There are only a limited number (about 11) biological drugs approved by the FDA. Only about 2% of the population in the United States take one but 40% of prescription drug costs are tied to biologics. They’re mostly new, still on patent, very expensive, and expected to be the fastest growing class of drug spending going forward. Trends in medicine are toward biologically manufactured therapeutics like monoclonal antibodies ,bispecifics, virus-like particles, biosimilars, enzymes, and other proteins. Many cancer immunotherapy drugs are biologics. The biologic manufacturing of these therapeutics is often very expensive. Most commonly drug manufacturers modify the DNA of Chinese hamster ovary cells (CHO) such that they produce the desired drug. These cells are then grown in a factory full of huge 12,000 liter tanks to produce the drugs. Such factories with carefully controlled systems to feed the CHO cells, circulate oxygen, and remove toxins from the tanks can cost as much as $1 billion to build. Numerous large tanks are required to produce sufficient quantities of the drug because the CHO cells produce only a limited amount. It’s literally a drug factory that is the size of an industrial factory.
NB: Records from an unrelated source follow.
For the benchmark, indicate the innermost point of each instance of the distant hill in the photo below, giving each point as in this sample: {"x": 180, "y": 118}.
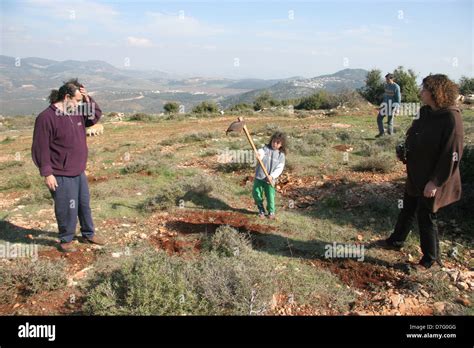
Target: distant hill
{"x": 24, "y": 88}
{"x": 347, "y": 79}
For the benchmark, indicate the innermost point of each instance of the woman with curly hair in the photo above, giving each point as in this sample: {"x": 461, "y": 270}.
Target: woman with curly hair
{"x": 434, "y": 145}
Dyadic historically used a specific fungus, the C1 fungus, to produce the enzymes for industrial applications. The company started in 1979 producing pumice used to stone wash blue jeans. When the industry switched to using enzymes to produce the stonewashed look, Dyadic switched from producing pumice to producing enzymes. The C1 fungus was used as it has a unique morphology that makes it highly productive and relatively inexpensive. It’s relatively easy to grow in massive quantities as it tolerates wider ranges of pH and temperature than CHO cells. Its morphology results in low viscosity mixtures so transfer of oxygen and nutrients are not hampered. Importantly, the C1 fermentation cycle of 5-7 days is less than half the time required for CHO. This makes it a quick development platform that can also be used as the production platform. Over about 15 years, mutations of this fungus were discovered that made it more and more productive. Particularly significant was the discovery of the “white strain” followed by development that increased the productivity of this strain 12-fold from 2011 to 2014. This increased the value for industrial enzyme production, but it also opened up pharmaceutical applications. In 2015, the rights to the C1 technology were sold to Dupont for $75 million. Dyadic held on to pharmaceutical rights in humans and animals as Emalfarb wanted to explore whether the C1 fungus could be used to produce vaccines and biological drugs.
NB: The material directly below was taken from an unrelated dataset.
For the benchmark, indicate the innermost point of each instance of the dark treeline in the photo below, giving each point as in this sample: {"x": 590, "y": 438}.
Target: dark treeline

After three years of development the answer is yes, the C1 fungus can produce a great variety of biological drugs. If you look at the company’s investor presentations you’ll see they’ve produced many of the currently approved multi-billion dollar biologics like Certolizumab, Keytruda and Remicade. The C1-produced drugs seem to bind identical to ones produced by CHO cells and show no adverse reactions in mice. In partnership with Sanofi-Pasteur they’ve produced flu vaccines which seem to work in mice too. Most importantly, the high productivity of C1 in industrial applications seems to be present with biological drugs too. The investor presentation shows two 12,000 liter tanks of CHO cells being replaced with one 2,000 liter tank of C1 with equivalent productivity. Since C1 is easier to grow too, a $1 billion dollar CHO cell factory might be replaced with a C1 factory costing half as much or less.